Or c’est ce glissement du mariage de raison, qui a pour objet la perpétuation de la lignée dans le temps, au mariage d’amour qui va logiquement aboutir à la revendication des homosexuels pour le mariage. Pourquoi ? Tout simplement parce qu’eux aussi éprouvent des sentiments et de l’affection et, par conséquent, croient pouvoir prétendre tout autant au mariage que les hétérosexuels !
Mais ce n’est pas l’unique raison ; dans une civilisation qui a toujours prôné l’égalité, d’origine chrétienne, entre les individus, certains homosexuels désirent ardemment avoir les mêmes droits que les hétérosexuels notamment par ressentiment envers ces derniers qui, lorsqu’ils étaient majoritairement chrétiens, les affligeaient, les persécutaient voire les tuaient via les institutions publiques au nom d’une religion puritaine qui, en contradiction avec le message originaire de tolérance du Christ, les considérait « comme dignes de mort » (Saint Paul).
II) L’hostilité de la religion chrétienne à l’encontre des homosexuels
Dans le livre vétérotestamentaire du Lévitique, l’homosexualité est définie comme quelque chose d’abominable et toute personne commettant des actes homosexuels doit être condamnée à mort par lapidation (Lévitique 20,13). Cette norme très sévère a deux raisons. La première est due à l’essence d’une religion issue des brûlures du désert proche-oriental incitant à l’ascèse et au renoncement des plaisirs. Mais plus encore, à l’instar des autres religions abrahamiques (le christianisme et l’islam), elle confesse une Vérité Unique qui prend l’aspect particulier de Peuple Élu à qui il est demandé de se reproduire le plus possible. La Genèse, livre commun aux trois religions révélées, invite les fidèles à être féconds, à se multiplier et croître le plus possible, afin de remplir la Terre et la soumettre (Genèse 1, 28). Si le harem et les maitresses (cf. le Lévitique et le Livre des Rois) sont tolérés pour la caste aristocratique, le mariage polygame est un droit à tous les hommes afin qu’ils maximisent leur chance de procréation et de peuplement sans pour autant se laisser aller au plaisir : certains rabbins condamneront les positions dites de jouissance au profit des positions dites reproductrices…

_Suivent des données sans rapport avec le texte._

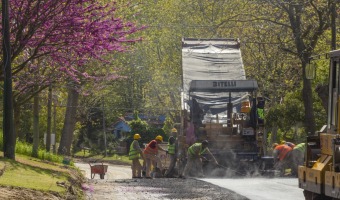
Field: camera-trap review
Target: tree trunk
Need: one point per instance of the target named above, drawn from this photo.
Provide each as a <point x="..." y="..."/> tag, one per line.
<point x="49" y="119"/>
<point x="9" y="137"/>
<point x="35" y="126"/>
<point x="322" y="91"/>
<point x="17" y="132"/>
<point x="69" y="123"/>
<point x="307" y="97"/>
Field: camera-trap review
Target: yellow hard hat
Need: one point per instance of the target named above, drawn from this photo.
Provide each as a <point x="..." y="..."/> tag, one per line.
<point x="160" y="138"/>
<point x="136" y="136"/>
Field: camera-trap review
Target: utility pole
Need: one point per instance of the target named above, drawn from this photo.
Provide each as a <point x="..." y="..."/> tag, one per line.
<point x="333" y="23"/>
<point x="8" y="129"/>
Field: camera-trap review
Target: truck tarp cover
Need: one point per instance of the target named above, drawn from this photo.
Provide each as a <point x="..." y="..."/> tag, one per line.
<point x="214" y="61"/>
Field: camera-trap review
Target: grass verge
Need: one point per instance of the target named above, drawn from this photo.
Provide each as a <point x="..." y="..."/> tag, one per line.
<point x="32" y="173"/>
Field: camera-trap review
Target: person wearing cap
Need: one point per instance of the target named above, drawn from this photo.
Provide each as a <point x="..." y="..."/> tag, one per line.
<point x="135" y="153"/>
<point x="298" y="157"/>
<point x="172" y="152"/>
<point x="290" y="144"/>
<point x="194" y="158"/>
<point x="151" y="155"/>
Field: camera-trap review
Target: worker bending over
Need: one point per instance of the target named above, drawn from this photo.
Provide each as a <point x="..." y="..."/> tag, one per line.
<point x="151" y="155"/>
<point x="134" y="154"/>
<point x="194" y="158"/>
<point x="298" y="157"/>
<point x="282" y="157"/>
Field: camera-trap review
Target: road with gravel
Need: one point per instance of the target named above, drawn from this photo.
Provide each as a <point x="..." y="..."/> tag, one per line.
<point x="117" y="184"/>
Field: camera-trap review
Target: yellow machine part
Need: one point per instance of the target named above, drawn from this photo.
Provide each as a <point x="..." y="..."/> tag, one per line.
<point x="332" y="184"/>
<point x="312" y="179"/>
<point x="326" y="143"/>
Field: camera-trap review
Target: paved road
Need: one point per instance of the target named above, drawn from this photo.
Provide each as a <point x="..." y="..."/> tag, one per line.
<point x="252" y="188"/>
<point x="262" y="188"/>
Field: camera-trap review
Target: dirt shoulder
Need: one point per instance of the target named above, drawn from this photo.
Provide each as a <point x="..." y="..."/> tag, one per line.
<point x="158" y="188"/>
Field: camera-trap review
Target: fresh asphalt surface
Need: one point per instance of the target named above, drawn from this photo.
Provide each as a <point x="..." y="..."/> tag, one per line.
<point x="252" y="188"/>
<point x="262" y="188"/>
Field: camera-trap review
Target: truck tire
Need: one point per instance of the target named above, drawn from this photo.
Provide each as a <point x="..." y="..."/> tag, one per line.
<point x="314" y="196"/>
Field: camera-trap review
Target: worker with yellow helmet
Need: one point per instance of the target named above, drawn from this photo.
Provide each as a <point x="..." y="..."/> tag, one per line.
<point x="134" y="154"/>
<point x="172" y="152"/>
<point x="151" y="155"/>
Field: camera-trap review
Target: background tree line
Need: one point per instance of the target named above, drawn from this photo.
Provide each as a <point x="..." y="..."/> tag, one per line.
<point x="277" y="39"/>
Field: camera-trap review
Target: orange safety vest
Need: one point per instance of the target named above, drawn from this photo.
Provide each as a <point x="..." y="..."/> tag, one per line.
<point x="151" y="151"/>
<point x="283" y="150"/>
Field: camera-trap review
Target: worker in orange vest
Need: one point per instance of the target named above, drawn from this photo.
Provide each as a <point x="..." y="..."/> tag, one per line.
<point x="282" y="157"/>
<point x="151" y="155"/>
<point x="135" y="153"/>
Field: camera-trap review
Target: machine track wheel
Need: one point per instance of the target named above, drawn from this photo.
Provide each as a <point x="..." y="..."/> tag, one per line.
<point x="314" y="196"/>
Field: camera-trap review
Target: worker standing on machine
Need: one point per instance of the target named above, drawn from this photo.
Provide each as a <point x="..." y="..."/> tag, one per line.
<point x="290" y="144"/>
<point x="298" y="157"/>
<point x="135" y="153"/>
<point x="172" y="152"/>
<point x="151" y="155"/>
<point x="282" y="157"/>
<point x="194" y="159"/>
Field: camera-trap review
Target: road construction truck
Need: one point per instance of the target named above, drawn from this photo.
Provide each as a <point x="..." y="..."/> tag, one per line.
<point x="221" y="105"/>
<point x="320" y="174"/>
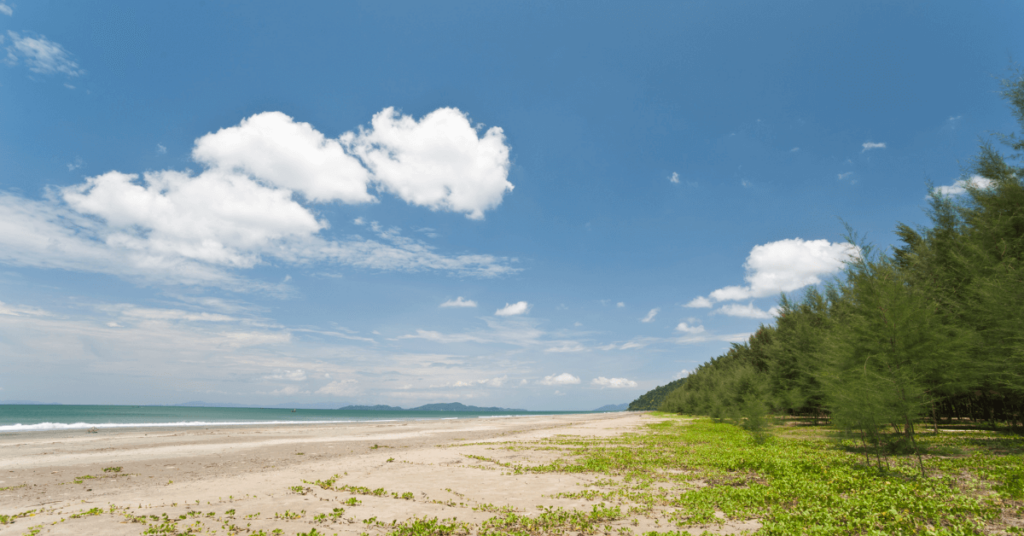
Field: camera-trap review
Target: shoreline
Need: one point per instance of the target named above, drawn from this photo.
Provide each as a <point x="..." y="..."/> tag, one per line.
<point x="59" y="472"/>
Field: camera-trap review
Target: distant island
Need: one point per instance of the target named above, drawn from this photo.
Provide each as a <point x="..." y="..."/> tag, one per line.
<point x="452" y="406"/>
<point x="614" y="407"/>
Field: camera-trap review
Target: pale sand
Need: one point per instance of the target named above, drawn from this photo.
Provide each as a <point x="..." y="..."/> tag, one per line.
<point x="250" y="469"/>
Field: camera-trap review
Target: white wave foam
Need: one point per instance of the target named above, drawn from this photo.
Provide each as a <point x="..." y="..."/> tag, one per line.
<point x="47" y="426"/>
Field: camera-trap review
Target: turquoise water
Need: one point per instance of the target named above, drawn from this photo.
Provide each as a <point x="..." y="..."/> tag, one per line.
<point x="38" y="418"/>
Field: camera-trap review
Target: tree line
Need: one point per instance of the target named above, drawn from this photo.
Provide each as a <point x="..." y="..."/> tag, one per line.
<point x="929" y="332"/>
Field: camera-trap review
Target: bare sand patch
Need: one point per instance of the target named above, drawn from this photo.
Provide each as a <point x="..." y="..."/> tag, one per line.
<point x="243" y="480"/>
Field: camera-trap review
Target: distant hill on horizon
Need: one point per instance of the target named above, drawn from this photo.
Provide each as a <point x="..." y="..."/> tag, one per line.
<point x="653" y="398"/>
<point x="614" y="407"/>
<point x="451" y="406"/>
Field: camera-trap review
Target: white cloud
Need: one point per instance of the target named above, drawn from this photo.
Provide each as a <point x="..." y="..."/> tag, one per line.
<point x="180" y="228"/>
<point x="699" y="302"/>
<point x="43" y="56"/>
<point x="786" y="265"/>
<point x="613" y="382"/>
<point x="518" y="307"/>
<point x="960" y="188"/>
<point x="566" y="346"/>
<point x="459" y="302"/>
<point x="289" y="390"/>
<point x="437" y="162"/>
<point x="290" y="375"/>
<point x="173" y="314"/>
<point x="687" y="328"/>
<point x="337" y="387"/>
<point x="747" y="312"/>
<point x="559" y="379"/>
<point x="280" y="152"/>
<point x="22" y="311"/>
<point x="443" y="338"/>
<point x="218" y="218"/>
<point x="494" y="382"/>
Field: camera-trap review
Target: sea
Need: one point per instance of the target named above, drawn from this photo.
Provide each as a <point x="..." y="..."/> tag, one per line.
<point x="14" y="418"/>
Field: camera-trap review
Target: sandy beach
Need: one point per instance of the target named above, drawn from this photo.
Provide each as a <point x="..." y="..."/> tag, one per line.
<point x="242" y="480"/>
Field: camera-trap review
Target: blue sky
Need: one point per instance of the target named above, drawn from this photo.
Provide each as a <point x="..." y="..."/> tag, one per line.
<point x="265" y="203"/>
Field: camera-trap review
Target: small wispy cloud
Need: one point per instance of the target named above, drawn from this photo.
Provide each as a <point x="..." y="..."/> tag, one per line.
<point x="689" y="328"/>
<point x="512" y="310"/>
<point x="747" y="312"/>
<point x="699" y="302"/>
<point x="614" y="383"/>
<point x="960" y="188"/>
<point x="559" y="379"/>
<point x="459" y="302"/>
<point x="42" y="55"/>
<point x="567" y="346"/>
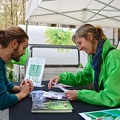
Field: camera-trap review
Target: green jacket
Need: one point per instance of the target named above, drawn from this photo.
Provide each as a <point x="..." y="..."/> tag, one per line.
<point x="109" y="79"/>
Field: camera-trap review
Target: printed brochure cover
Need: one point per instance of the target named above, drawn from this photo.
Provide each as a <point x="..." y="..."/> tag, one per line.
<point x="52" y="106"/>
<point x="43" y="104"/>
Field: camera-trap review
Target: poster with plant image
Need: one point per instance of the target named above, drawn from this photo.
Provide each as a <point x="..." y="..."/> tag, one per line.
<point x="35" y="70"/>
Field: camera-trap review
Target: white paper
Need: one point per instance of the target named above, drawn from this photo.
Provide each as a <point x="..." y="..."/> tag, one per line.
<point x="58" y="86"/>
<point x="35" y="70"/>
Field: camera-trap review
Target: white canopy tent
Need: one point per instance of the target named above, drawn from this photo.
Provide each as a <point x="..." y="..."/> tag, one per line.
<point x="105" y="13"/>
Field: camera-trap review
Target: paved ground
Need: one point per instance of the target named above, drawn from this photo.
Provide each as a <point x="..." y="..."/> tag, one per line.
<point x="4" y="115"/>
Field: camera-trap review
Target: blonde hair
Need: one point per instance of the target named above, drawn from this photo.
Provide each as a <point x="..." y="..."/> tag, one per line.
<point x="83" y="31"/>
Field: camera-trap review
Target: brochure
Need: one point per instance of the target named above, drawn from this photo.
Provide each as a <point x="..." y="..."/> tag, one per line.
<point x="35" y="70"/>
<point x="43" y="104"/>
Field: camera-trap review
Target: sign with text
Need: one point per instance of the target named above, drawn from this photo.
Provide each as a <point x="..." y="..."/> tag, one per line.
<point x="35" y="70"/>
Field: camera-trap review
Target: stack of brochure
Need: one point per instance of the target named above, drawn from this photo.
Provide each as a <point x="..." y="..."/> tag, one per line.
<point x="50" y="102"/>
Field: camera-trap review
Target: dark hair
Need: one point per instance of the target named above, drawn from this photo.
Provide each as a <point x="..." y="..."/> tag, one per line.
<point x="11" y="33"/>
<point x="83" y="31"/>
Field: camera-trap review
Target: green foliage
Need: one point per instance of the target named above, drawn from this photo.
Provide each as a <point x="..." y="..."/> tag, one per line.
<point x="9" y="66"/>
<point x="59" y="37"/>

Le Jésus des Évangiles semble prendre le contrepied total du puritanisme juif. En effet, il se révolte contre les pharisiens, caste pudibonde hébraïque, en refusant de lapider la femme adultère, en pardonnant aux prostituées et leur promettant qu’elle dépasseront ces derniers dans le Royaume des Cieux, en guérissant la fille du centurion de l’empire colonisateur romain et pire encore en allant déjeuner chez le publicain Zachée qui a renié sa foi et sa culture juives pour collaborer avec le parti de l’étranger en collectant l’impôt du peuple juif au profit des romains, etc.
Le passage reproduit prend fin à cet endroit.